“Zu früh alt, zu spät weise.” / “Zeit verloren, Leben verloren.”
— a couple of my favorite German proverbs
My wife and I are raising bilingual children. She’s Taiwanese and I’m ‘Murican, and we are of one mind that we want our kids to be completely fluent in both of their formative languages. (Of course , this will not stop me from teaching my kids German and Latin, and having them take the usual suite of foreign language classes that any education should include.)
Since she spends most of the day with “mama,” my daughter’s Chinese (Mandarin) is better than her English, but one of the words she uses exclusively in English is “outside.” (Well, okay, it still comes out as “owsigh,” but “baba” gets his little girl.) For now “owsigh” has a rigidly concrete meaning: it is whatever she can see through the back parlor door when I open it. The back parlor is joined to the kitchen but, because of a small step down and the generally unwelcoming nature of the parlor (it’s basically just a storage space and where we make toast and coffee), she almost always only leans forward from the kitchen to peek at “outside” when I head to the backyard to workout.
In any case, today I put my foot down, shut off the incessant replaying of “Barney: Pet Friends” that my daughter loves, and decided to take her “outside” to gather pecans. (NB: As a Southern boy, I will teach my kids to say “peecans,” not “puhcons.”) Our neighbor has a massive pecan tree just across the fence over our driveway, and after every workout I’ll bring in a handful of them for snacks.
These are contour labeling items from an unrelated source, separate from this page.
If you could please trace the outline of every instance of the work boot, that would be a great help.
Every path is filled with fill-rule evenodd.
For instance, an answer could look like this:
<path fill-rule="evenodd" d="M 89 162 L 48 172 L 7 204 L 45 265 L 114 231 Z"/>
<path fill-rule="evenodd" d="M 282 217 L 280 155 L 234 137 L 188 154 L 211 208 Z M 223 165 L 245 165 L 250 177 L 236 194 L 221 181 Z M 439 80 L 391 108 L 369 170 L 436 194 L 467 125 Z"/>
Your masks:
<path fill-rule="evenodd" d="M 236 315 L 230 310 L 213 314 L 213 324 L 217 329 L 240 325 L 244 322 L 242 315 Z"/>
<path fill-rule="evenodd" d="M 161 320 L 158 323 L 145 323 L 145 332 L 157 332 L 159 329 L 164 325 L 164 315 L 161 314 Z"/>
I’m happy to say that my daughter enjoyed scavenging for pecans as much as, if not more than, swaying to Barney. Granted, I think there’s a real value in shows like Barney, mainly in terms of teaching little kids about colors, melody, warm social interaction, basic vocabulary, how to get hypnotized, etc. But it filled me with such joy to get my daughter out in the grass and grit of the real world.
After a short lunch, shortened by our daughter’s frequent chirping gesticulations at “owsigh,” we then headed to one of the best used bookstores in the USA, Chamblin Bookmine, my other favorite slice of the real world since I was a young teen. (Guess what another of my daughter’s exclusively English words is?) As I culled a half dozen books that go on my endless to-read list, I tried to affirm my daughter every time she brought me “booh” after “booh”.
Then we headed home and, while both babies slept, I used that rare synchronicity to convince my wife to try out some exercises that I typically do, but it turned out to be too much of a change from her usual “late afternoon walk with the two-baby stroller,” so she tried to teach our pecan-neighbors’ granddaughter how to jump rope, while I ploughed on with my Sisyphean fitness hobby. Then the babies woke up, my wife prestidigitated inside, and Lil’ Pecan Girl strolled into our backyard to see what I was doing, but once I got to my sledge-hammer drills, I sent her back to the safety of “over there.” I left “owsigh,” took a shower, mysteriously fell asleep at about 6 PM, and then woke up. Now I’m blogging about it. Fascinating stuff, I’m sure.
Am I rambling? Not quite, since I’m trying to make an evangelical point. There was something very… wholesome, and thus very holy, about today, and I need to take it seriously as a criterion–a semiotic guide–for the quality of my life. I went to confession Friday, and the main point the priest made is that, while I could get by with the habits that lead me to sin, they would never enable me to be “the best man, the best father, the best Catholic you can be–is that what you really want?” It certainly is not what I want, and today was a gratuitous running parable about what redeemed life–what life as God intended–should look like, albeit in an asymptotic fashion, this side of the Eschaton.
My patron saint is Francis de Sales, and I think one thing that tipped my hand to choose his support, is that I had a hunch that I would not end up a priest, but I wanted to be as orthodox and as a devout a laymen as I could manage–a true priest of the domestic Church. I have not always succeeded in that, and I’ve certainly not read nearly as much of St. Francis’s writings as I ought, or wanted to, have read by now, but I still turn to St. Francis as sure guide and a sure ally in my proleptic struggle towards holiness. Nor is his blatantly apologetical and proselytizing stance lost on me; mystically speaking, as a convert from Calvinism, I may be yet another of St. Francis’s hard-won converts.
The heartwarming upshot, kiddies, is that taking your kids outside, and even just being a good neighbor (for the non-kid-breeders out there), is a genuine step on the path to glory. The key is to remember that you will die someday, and those who you neglected or spurned may very well also die without ever approaching the ever merciful God. Get out there. Get in there. God is waiting for you.